Launching the 2021 pre-national budget strategy in Harare on Friday, Ncube said securing a peaceful socio-political environment was critical for the attainment of economic growth and development.
“If you don’t have peace in the country you can’t invest, you can’t move around easily or feel safe. It is terrible for doing business. So, peace is very important.
“Capacitation of our law enforcement agencies is, therefore, critical — whether it’s the police, the army, whoever it’s … We want to make sure that they are well-resourced.
“Ideally, what we need is cantonment. You don’t want your military to be living among civilians as if it’s the norm … So, we will continue doing what we have been doing to make sure peace and cantonment are achieved,” Ncube said.
“In some cases, when you have a small issue in your house then you … have to offer police transport as the victim. That ought to be a thing of the past.
“We want to capacitate our police and deal with corruption and ensure that the agencies tasked to deal with corruption are adequately capacitated, be it the Zimbabwe Anti-Corruption Commission (Zacc) or the police. That is a critical element for ease of doing business,” he added.
Ncube said while the country was expected to experience a negative 4,5 percent growth this year, projections were that the country would achieve an average growth of five percent in the next three years.
“We will want to maintain a growth rate average of five percent until the year 2030. If we do that, we will reach upper middle income for sure … there is nothing stopping us from doing this,” he said.
Speaking ahead of last year’s national Budget, Ncube similarly warned that maintaining peace in the country was not an option.

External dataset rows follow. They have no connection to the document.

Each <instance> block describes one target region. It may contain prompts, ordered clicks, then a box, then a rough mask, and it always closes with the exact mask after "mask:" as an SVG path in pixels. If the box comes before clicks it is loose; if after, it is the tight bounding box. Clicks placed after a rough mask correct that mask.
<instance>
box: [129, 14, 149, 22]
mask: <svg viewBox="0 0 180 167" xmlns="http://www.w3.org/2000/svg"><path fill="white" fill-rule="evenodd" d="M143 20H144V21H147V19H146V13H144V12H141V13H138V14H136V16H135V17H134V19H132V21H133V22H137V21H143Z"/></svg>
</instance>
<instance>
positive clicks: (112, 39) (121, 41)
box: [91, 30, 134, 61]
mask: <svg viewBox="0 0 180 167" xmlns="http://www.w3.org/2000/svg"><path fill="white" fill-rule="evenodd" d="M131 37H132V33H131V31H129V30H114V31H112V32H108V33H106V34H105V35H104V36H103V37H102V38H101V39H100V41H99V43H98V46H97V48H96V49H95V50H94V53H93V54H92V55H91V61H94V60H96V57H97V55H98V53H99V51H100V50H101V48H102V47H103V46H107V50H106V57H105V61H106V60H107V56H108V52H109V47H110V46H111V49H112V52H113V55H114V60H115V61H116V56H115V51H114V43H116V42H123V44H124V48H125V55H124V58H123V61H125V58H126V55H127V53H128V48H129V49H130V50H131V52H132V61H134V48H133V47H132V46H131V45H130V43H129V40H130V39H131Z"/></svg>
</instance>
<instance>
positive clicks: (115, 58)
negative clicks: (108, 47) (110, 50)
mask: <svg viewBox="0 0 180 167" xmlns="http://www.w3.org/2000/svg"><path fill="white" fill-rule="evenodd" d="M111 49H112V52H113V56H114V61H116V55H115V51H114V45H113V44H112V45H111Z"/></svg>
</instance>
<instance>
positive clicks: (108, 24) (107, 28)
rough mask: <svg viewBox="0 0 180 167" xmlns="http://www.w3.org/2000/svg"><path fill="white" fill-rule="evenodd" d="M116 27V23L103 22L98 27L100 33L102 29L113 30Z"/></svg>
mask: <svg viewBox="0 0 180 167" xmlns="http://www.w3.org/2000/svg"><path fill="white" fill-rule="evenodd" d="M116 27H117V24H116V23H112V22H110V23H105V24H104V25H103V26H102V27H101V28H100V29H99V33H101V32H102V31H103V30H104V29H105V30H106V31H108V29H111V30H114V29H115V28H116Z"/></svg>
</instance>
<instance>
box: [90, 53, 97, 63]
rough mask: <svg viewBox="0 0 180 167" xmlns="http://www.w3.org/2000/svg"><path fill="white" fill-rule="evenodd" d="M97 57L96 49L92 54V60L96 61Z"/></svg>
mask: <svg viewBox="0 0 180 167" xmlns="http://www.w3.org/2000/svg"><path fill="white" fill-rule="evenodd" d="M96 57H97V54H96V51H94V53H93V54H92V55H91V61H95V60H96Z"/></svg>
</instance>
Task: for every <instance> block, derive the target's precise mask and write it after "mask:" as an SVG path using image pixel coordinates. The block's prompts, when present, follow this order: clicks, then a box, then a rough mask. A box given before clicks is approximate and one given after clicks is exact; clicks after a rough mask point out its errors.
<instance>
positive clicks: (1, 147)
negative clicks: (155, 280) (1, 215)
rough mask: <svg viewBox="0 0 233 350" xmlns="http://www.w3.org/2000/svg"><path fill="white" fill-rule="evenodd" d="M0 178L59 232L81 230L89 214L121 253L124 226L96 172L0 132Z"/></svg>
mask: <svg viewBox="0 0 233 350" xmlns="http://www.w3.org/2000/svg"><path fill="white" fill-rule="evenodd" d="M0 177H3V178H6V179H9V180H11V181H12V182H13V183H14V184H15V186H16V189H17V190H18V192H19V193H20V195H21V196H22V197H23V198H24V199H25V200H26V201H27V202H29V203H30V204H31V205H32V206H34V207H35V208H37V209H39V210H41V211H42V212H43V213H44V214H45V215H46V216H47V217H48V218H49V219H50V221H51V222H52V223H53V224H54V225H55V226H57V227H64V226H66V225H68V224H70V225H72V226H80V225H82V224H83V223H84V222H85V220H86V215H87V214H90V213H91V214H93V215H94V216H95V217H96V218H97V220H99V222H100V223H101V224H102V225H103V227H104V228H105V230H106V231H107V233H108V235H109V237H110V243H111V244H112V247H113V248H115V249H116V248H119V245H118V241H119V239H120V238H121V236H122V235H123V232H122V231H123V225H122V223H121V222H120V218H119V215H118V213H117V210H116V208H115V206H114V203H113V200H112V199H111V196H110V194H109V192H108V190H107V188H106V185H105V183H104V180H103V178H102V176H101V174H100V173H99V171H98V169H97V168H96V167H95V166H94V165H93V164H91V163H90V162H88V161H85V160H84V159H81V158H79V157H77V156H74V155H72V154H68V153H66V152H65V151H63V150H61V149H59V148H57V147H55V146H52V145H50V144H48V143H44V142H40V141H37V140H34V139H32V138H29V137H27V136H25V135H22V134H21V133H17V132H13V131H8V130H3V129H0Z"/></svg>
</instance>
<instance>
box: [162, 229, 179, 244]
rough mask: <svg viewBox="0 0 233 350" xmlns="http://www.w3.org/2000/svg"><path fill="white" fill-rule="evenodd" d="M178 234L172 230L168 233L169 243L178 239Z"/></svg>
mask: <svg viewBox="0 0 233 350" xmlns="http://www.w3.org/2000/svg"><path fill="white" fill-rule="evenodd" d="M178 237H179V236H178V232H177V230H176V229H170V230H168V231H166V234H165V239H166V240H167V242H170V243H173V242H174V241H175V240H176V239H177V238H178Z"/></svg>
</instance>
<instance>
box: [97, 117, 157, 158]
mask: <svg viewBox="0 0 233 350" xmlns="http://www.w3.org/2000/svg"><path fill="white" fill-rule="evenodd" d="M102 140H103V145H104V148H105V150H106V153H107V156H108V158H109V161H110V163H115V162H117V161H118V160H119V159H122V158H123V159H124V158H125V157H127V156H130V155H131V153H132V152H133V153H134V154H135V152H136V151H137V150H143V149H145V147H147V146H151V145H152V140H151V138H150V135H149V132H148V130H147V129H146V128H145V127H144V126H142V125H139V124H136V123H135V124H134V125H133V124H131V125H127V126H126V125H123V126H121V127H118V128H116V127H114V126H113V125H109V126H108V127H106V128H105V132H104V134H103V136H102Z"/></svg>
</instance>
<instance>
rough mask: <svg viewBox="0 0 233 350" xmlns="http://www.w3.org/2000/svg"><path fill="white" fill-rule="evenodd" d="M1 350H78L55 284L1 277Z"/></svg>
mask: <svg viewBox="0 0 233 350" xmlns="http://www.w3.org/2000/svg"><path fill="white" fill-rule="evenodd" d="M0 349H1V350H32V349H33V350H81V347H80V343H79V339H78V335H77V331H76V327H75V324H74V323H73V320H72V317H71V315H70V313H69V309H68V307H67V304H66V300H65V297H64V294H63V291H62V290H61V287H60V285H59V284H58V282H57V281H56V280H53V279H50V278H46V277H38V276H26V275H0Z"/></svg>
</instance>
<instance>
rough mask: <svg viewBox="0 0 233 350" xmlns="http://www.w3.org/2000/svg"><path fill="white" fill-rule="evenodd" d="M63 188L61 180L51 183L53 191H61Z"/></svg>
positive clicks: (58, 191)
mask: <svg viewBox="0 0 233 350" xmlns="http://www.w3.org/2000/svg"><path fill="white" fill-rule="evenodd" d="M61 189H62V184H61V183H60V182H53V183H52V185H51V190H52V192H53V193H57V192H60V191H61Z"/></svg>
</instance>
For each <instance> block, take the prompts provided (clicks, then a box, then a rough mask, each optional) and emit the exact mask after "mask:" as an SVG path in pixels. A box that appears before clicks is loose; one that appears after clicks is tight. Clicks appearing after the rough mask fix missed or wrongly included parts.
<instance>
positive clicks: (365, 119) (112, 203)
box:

This came as long-suffering Zimbabweans, including those serving in the military and police, continued to reel from the country’s deepening economic crisis at the time — which raised political temperatures in the country.
Ncube also told the Daily News in an exclusive interview then that citizens who questioned huge budget allocations to the Defence and Home Affairs ministries were offside as this “should be the norm, as they are important for maintaining peace” in the country.
“Peace comes at a cost. So, you pay for the peace … we consume peace, it’s a service. Just try war and see what happens to the value of everything when you have instability.
“People complain about soldiers this and that, but let me tell you, if we do not have peace you will have huge problems,” he said.
“We are also working on a programme to acquire motorcycles and vehicles (for the police) … they should not be driving BMWs but mushika-shikas. That is the way to go.
“In South Africa, the police are driving mushika-shikas, not BMWs.
“It’s very important that we should make sure that the security cluster is well funded, that soldiers have a decent meal, three meals a day, as well as the police,” Ncube told the Daily News at the time.
“Right now police can’t respond to incidents of crime because there are no motorcycles, no vehicles and so forth. They also have nowhere decent to live. So, think about their accommodation … and the same applies to the military.
“So, all of this is critically important. These are not things you do in one year, but food is for tomorrow … transportation and housing you do it over time,” he added.
He said Zimbabweans should not see shadows behind the government’s plans to improve the welfare of the security sector.
This came as critics had argued over the years that the huge allocations to the security forces capacitated them to crush the opposition and pro-democracy groups.
“I don’t think people should have a debate about that. We do need a police force that is funded. We all consume police services, and we consume peace through a working army.
“Prisoners as well need rights … don’t you think so? They deserve to be in light. So, if we have darkness in prison that won’t work … Even lack of proper prison uniforms, that is not very good either.
“Those are basic things that any normal country should provide. There should not be any controversy whatsoever over this,” Ncube told the Daily News further.